His paternal grandparents were Rufus L. Patterson Jr., founder of AMF, and Margaret Warren ( Morehead) Patterson, a descendant of North Carolina Governor John Motley Morehead of Blandwood. His maternal grandparents were U.S. Representative Herbert Parsons and Elsie Clews Parsons (a daughter of British-American financier Henry Clews and Lucy Madison Worthington, a grandniece of President James Madison).

After graduating from the Groton School in 1942, he attended Yale University, where he earned a bachelor's degree in 1948. During World War II, he was a junior officer in the Navy serving in the Pacific.

==Career==
In 1949, he joined Chase Manhattan Bank, where he spent his entire banking career. After a succession of posts, starting as an assistant manager and including assistant treasurer, vice president and executive vice president, he became president of the bank in 1968 when the previous president, David Rockefeller, also the bank's largest individual shareholder, became chairman and chief executive. Patterson was a trustee of the National Council on Crime and Delinquency, a member of the Council on Foreign Relations and the Mayor's Fiscal Advisory Committee. In 1972, after the bank was losing its competitive position and suffering a decline in earnings, he was replaced as president by Willard C. Butcher, and left the bank.

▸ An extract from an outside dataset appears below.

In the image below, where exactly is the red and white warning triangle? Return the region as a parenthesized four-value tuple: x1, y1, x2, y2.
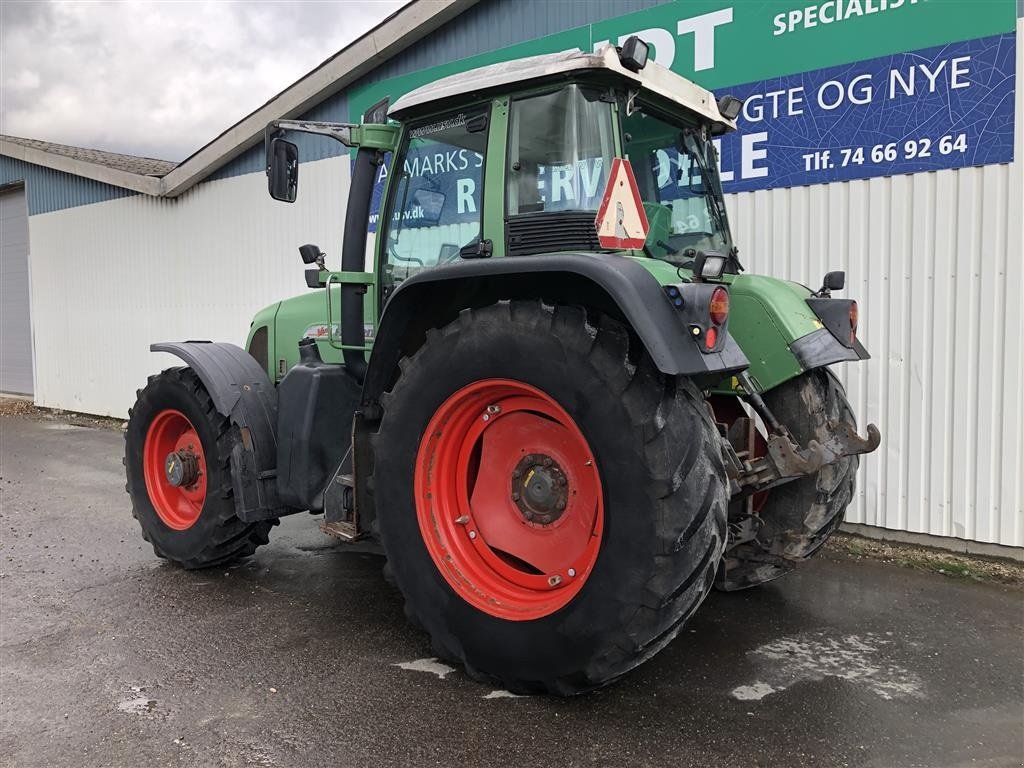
(594, 158, 650, 250)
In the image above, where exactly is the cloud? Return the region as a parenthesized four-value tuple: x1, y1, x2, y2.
(0, 0, 406, 161)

After Chase, he served as a financial consultant to Marshalsea Associates and then as president of the Stonover Company, a financial consulting firm he founded in 1977. He also served on the board of directors of AMF, the company founded by his grandfather and which was run by his father as well.

==Personal life==
In July 1949, Patterson was married to Louise Sargent ( Oakey) McVeigh (1925–1968), an operatic and concert soprano, at the River Club. Louise, the widow of David Malcolm McVeigh, was a daughter of Francis Oakey of New York and The Studio in Southampton, New York. Her only attended was her sister, Joan Oakey Benjamin (wife of Samuel Nicoll Benjamin), (Note: Samuel Nicoll Benjamin (1915–2006) was a grandson of Union Army officer Samuel Nicoll Benjamin and great-grandson of New York Governor, Senator, and Secretary of State Hamilton Fish) and his best man was his cousin, Casimir de Rham Jr. (Note: His maternal aunt, Lucy Lathrop Patterson (1900–1977), had married Casimir de Rham, a descendant of Henry Casimir de Rham.) Louise's grandmother, Ellen ( Sargent) Oakey, was a cousin of the artist John Singer Sargent. Before her death in 1968, they were the parents of:

- Katheryn Clews Patterson, a Harvard Law School graduate who married Thomas L. Kempner Jr., co-founder of Davidson Kempner Capital Management, in 1979.

After the death of his first wife, he married Stanford graduate Patricia ( Shepard) Norris (1925–2016) in 1970 at the Dana Chapel of the Madison Avenue Presbyterian Church followed by a reception at the Colony Club. Patricia, the former wife of Bruce A. Norris (owner of the Detroit Red Wings), was a daughter of Chester Ames Shephard of New York and Pebble Beach, where he was a real‐estate investor. He was a member of the Racquet and Tennis Club and the Lenox Club.

Patterson died of pulmonary failure Tuesday at his home in New York City on January 29, 1985. After a funeral in New York, he was privately buried in Lenox, Massachusetts, where he was a trustee of the Lenox Library. After his death, Stonover, his family's estate in Lenox, (Note: Stonover was designed by Charles T. Rathbun in 1890 for his great-grandfather, John Edward Parsons, father of Herbert Parsons. Patterson's mother and stepfather, John D. Kennedy, a well-known conservationist after whom Kennedy Park in Lenox is named, lived at Stonover Farm.) was sold and today is operated as a bed and breakfast.